Il legno massiccio aiuta: l'ossatura in tronchi tollera l'umidità di cantiere meglio delle strutture multistrato e non contiene getti bagnati. Restano presupposti tronchi essiccati in fabbrica e stoccaggio corretto.

Stoccaggio dei materiali in cantiere

  • Legname sollevato da terra su travetti, protetto dalla pioggia ma ventilato.
  • Lastre di cartongesso e isolanti al chiuso o in un deposito asciutto.
  • Le partite bagnate non si accettano né si installano.
  • Misurazione dell'umidità prima della posa, se la secchezza è dubbia.

Lo stoccaggio è la parte più economica: travetti e una copertura decente costano una frazione di una partita rovinata.

Quanto a lungo asciuga il calcestruzzo?

Più a lungo di quanto il cronoprogramma lasci intendere. Una platea su terreno da 80 mm raggiunge l'idoneità alla posa dei rivestimenti, in condizioni normali, in 2–4 mesi, una da 100 mm in 3–5 mesi. Incidono rapporto acqua-cemento, temperatura, umidità dell'aria e ventilazione: una platea da 100 mm gettata in agosto è pronta non prima di fine anno.

La decisione di rivestire si prende misurando, non col calendario: la misurazione nel foro trivellato e i valori limite dei materiali stabiliscono quando si può rivestire. Rivestire troppo presto è una causa tipica e costosa di danno da umidità; l'asciugatura si accelera con deumidificatori, ma decide la misurazione. Anche l'umidità delle strutture in legno si verifica prima di chiuderle o rivestirle.

Tenga conto dell'asciugatura già nel cronoprogramma: se la posa dei pavimenti è sul percorso critico, la data del getto determina l'intero calendario finale.

Promemoria per chi costruisce

  • Rediga lo studio di gestione dell'umidità in fase di permesso – Kuivaketju10 è accettato in gran parte dei comuni.
  • Nomini il responsabile prima dell'inizio dei lavori.
  • Chiuda in fretta il manto di copertura o usi una protezione provvisoria per l'intera struttura.
  • Stocchi i materiali sollevati da terra, protetti ma ventilati.
  • Misuri l'umidità del calcestruzzo prima di rivestire – una platea da 80–100 mm asciuga in 2–5 mesi.
  • Documenti le misure nel documento di controllo per l'entrata in uso.

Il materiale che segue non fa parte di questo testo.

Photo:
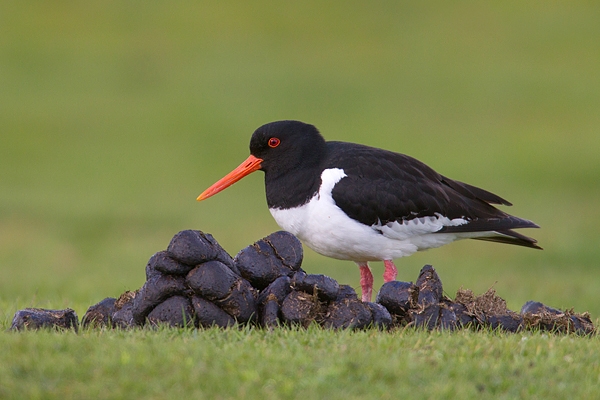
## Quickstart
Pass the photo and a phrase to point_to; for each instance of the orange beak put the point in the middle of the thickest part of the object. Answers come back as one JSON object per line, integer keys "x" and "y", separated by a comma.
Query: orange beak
{"x": 247, "y": 167}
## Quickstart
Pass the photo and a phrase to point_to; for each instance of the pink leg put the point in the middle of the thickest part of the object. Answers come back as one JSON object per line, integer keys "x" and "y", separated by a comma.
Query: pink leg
{"x": 390, "y": 271}
{"x": 366, "y": 281}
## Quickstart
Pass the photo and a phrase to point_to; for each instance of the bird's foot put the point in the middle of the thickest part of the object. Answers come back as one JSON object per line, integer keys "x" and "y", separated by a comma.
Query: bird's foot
{"x": 366, "y": 281}
{"x": 390, "y": 271}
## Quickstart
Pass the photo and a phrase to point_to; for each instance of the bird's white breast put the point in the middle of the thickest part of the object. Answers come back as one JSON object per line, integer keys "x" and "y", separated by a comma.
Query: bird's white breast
{"x": 326, "y": 229}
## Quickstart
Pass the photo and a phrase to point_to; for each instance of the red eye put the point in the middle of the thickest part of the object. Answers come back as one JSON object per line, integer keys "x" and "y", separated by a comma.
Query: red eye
{"x": 274, "y": 142}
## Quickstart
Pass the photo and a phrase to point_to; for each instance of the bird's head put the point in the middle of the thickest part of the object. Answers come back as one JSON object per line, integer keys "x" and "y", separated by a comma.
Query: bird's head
{"x": 275, "y": 148}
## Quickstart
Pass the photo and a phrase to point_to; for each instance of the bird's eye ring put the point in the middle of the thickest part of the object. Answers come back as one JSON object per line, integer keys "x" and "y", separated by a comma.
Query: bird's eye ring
{"x": 274, "y": 142}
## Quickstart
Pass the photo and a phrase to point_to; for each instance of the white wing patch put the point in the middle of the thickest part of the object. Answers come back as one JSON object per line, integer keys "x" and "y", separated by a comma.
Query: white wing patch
{"x": 326, "y": 229}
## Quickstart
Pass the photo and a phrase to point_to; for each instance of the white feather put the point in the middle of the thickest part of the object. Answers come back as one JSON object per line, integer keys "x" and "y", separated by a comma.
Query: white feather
{"x": 326, "y": 229}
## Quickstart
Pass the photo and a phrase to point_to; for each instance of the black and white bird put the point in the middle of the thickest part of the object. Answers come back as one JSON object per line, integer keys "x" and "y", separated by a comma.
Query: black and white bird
{"x": 353, "y": 202}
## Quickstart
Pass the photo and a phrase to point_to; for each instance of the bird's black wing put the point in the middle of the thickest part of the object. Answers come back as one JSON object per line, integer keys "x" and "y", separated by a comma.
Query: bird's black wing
{"x": 382, "y": 186}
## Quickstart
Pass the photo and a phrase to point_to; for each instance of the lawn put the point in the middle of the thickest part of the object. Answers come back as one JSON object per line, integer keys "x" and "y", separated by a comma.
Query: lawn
{"x": 114, "y": 116}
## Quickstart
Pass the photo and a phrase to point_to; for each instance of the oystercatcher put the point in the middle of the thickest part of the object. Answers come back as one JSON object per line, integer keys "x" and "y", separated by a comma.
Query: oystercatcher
{"x": 353, "y": 202}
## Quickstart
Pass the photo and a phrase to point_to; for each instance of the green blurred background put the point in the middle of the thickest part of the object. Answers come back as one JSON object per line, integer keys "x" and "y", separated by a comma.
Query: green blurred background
{"x": 115, "y": 115}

Meno giorni sotto la pioggia: i nostri elementi in legno arrivano pronti al montaggio.

I punti più importanti

  • Il permesso di costruire finlandese presuppone uno studio di gestione dell'umidità; per il cantiere si redige un piano da esso derivato.
  • Seguire Kuivaketju10 vale di norma come studio agli occhi della vigilanza edilizia.
  • Per le piccole case molti comuni usano un modulo semplificato di gestione dell'umidità.
  • Copertura del tetto chiusa in fretta – una fornitura a elementi è al riparo dalle intemperie in 1–3 giorni.
  • Una platea in calcestruzzo (80–100 mm) asciuga fino all'idoneità alla posa in 2–5 mesi; la decisione si prende sempre con la misurazione dell'umidità.
  • Il legno massiccio tollera l'umidità di cantiere meglio delle strutture multistrato, quando i tronchi sono essiccati in fabbrica e stoccati bene.


Misurazione dell'umidità di un pavimento in calcestruzzo nel foro trivellato, in corso prima della posa dei rivestimenti in un edificio nuovo.